Unfortunately, the downturn is placing pressure on a lot of organizations to do layoffs. In recent days we have read about them at GM, eBay, and Tesla (the electric car company). And there are going to be a lot more. I have written quite a bit about downsizing, as much of my earlier research focused on organizational decline and death. You can see some of my major arguments summarized here, here, and here at Harvard Online. One big lesson from research on downsizing is that when organizations hold-off on layoffs as long as possible and do less deep cuts, they tend to bounce back faster (compared to similar organizations that rely more heavily on layoffs) when the upturn hits (especially organizations with skilled workers). This happens, in part, because they save recruiting and training costs when the demand for their people returns, and by keeping their experienced workforce around, they can move more effectively than competitors who are scrambling to hire and train new employees with the right skills. I noticed, for example, that Toyota is using the downturn to train employees — to increase the skills of their existing workforce so that, when demand increases again, they can come back even stronger.

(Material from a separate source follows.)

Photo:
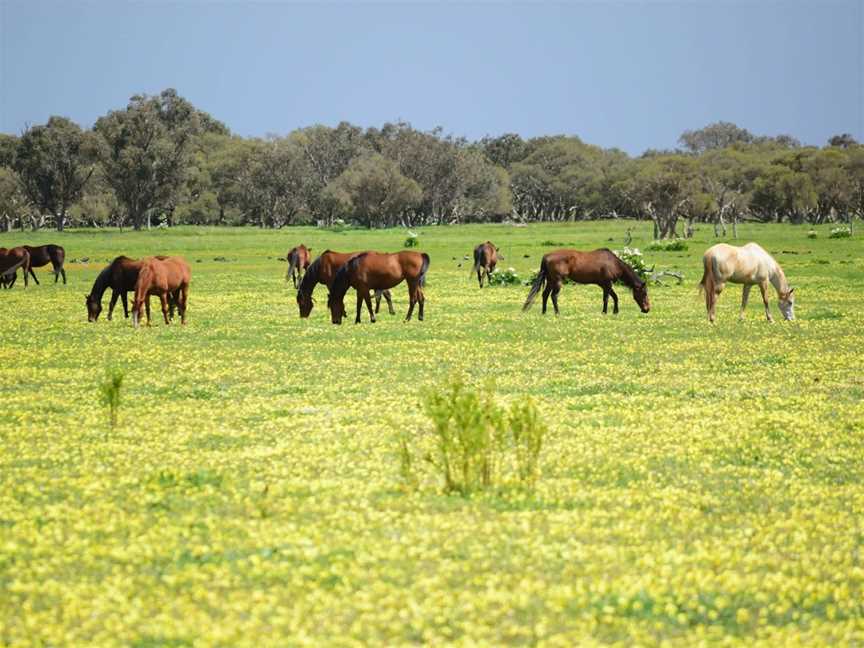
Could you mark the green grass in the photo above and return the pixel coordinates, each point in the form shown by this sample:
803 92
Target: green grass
697 483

The other lesson I take away from the research on downsizing is that, if you must do layoffs, do it in a manner that gives people as much predictability about how and when it will be done, as much understanding about why it is necessary for business reasons, and as much control over their lives in the process. Finally, expressing human compassion to those who lose jobs, those who stay (who are losing friends, may feel guilty for not being cut, and also often fear the next round of cuts) , and the surrounding community also helps everyone get through tough times, and increases productivity and loyalty among those employees who survive layoffs.
I was also reminded of another lesson about layoffs from an email exchange I've been having with Bill Burnett, over at Superinnovator. A downturn can be an opportunity to get rid of incompetent people and, of course, destructive assholes. But beware of the evils of using layoffs as a reason to expel everyone in your organization who does not act, think, and look like everyone else — beware that most of us are prone to hold an overly narrow image of a "good employee." As I show in Weird Ideas that Work, since we human-beings have powerful and positive emotional reactions to people who are "just like us," and equally powerful negative reactions to people who are "different," the hiring process in most organizations acts to "bring in the clones." Or as Harvard's Rosabeth Moss Kanter famously put it her classic Men and Women of the Corporation, organizations engage in "homosocial reproduction."
As this Dilbert cartoon suggests, the same psychological forces that cause leaders to bring in the clones during the hiring process can also cause them to (unwittingly)get rid of the people who think differently than everyone else and perhaps are prone to constructive argument. So a risk of the layoff process in many organizations is that it drives out the variation and diversity so essential to innovation in every organization. Take a close look at the people you are keeping versus those you are cutting. Are you unwittingly protecting the clones, those people just like your favorite person — yourself? And are you consistently expelling able people who make you squirm, who give you the creeps at Scott Adams put it, but who will assure that your organization won't be condemned to be stuck in the past?